If you are travelling back from a non-Red list country and you are double-vaccinated (that is you have had your final dose of an approved vaccine at least 14 days before arrival back in England) or between 5 and 17 years old, regardless of your vaccination status, you need to take Day 2 Tests. 

The latest government regulations now allow the Day 2 Tests in this scenario to be Antigen Lateral Flow Tests or PCR tests, both of which can be purchased through HALO.  

PCR Tests are safer and more reliable than Antigen Lateral Flow Tests because they are able to identify newly infected people more certainly – before they become symptomatic and before they become infectious to others. HALO’s PCR Tests are saliva-based, whereas Antigen Lateral Flow Tests are swabs. Please see below for details on the difference between PCR and Antigen Lateral Flow Tests. 

Please note: since our Antigen Lateral Flow Test is self-administered it is not approved as a “fit to fly” pre-departure test from the UK.

The HALO Antigen Lateral Flow Test process

Buy your test and download the HALO Verify App

1

Your test is couriered to you next day (if test purchased prior to 5pm, Monday to Friday)

2

Take your test within two days of arrival back in the UK

3

Indicate the result of the test and upload a photo on our app

4

What’s the difference between PCR Tests and Antigen Lateral Flow Tests?

Antigen Lateral Flow Tests (LFTs) directly detect a protein that is contained inside the virus particle. The more virus there is, the easier it is for an LFT to detect this protein. But that means that when you are newly infected and the virus is just starting to multiply inside your body, an LFT test may fail to detect the low levels of virus present.

This might happen (particularly) before you have any symptoms. But LFTs are useful for identifying those people who are already infectious, probably symptomatic, and so have a large amount of virus in their system.

RT-qPCR, which is simplified to PCR (Polymerase Chain Reaction), is more sensitive, because it makes copies of the genetic material of the virus, and even very small amounts of the genetic material will trigger an ‘exponential’ duplication: it is a ‘chain reaction’, a bit like the detonation of an atom bomb!
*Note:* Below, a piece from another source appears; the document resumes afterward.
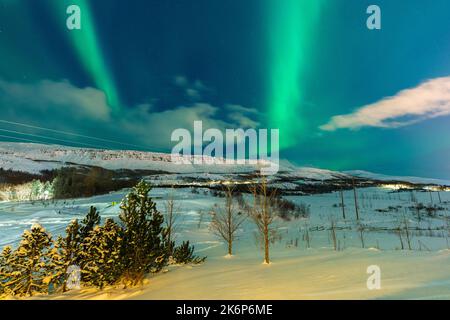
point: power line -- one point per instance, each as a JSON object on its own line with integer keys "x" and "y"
{"x": 72, "y": 134}
{"x": 50, "y": 138}
{"x": 23, "y": 139}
Consequently, PCR is so sensitive it can identify newly infected people more certainly than LFT, before they become symptomatic and before they become infectious to others.

PCR is also more ‘specific’ than LFT. LFT can fail to distinguish between the SARS-CoV-2 (Covid-19) virus and other related coronaviruses. Some common colds are caused by non-SARS-CoV-2 coronaviruses, and there is potential for a lower specificity to confuse LFT and generate a false positive. This is much less likely with PCR, which remains the diagnostic gold standard.

Air travel is obviously a high risk for becoming infected. We believe that relying on the result of an LFT immediately after travelling on an aircraft is questionable: LFT is unlikely to identify anyone who has become newly infected. Even RT-qPCR would be challenged by someone very newly infected, but it is likely to identify the newly infected before LFT, due to its higher sensitivity.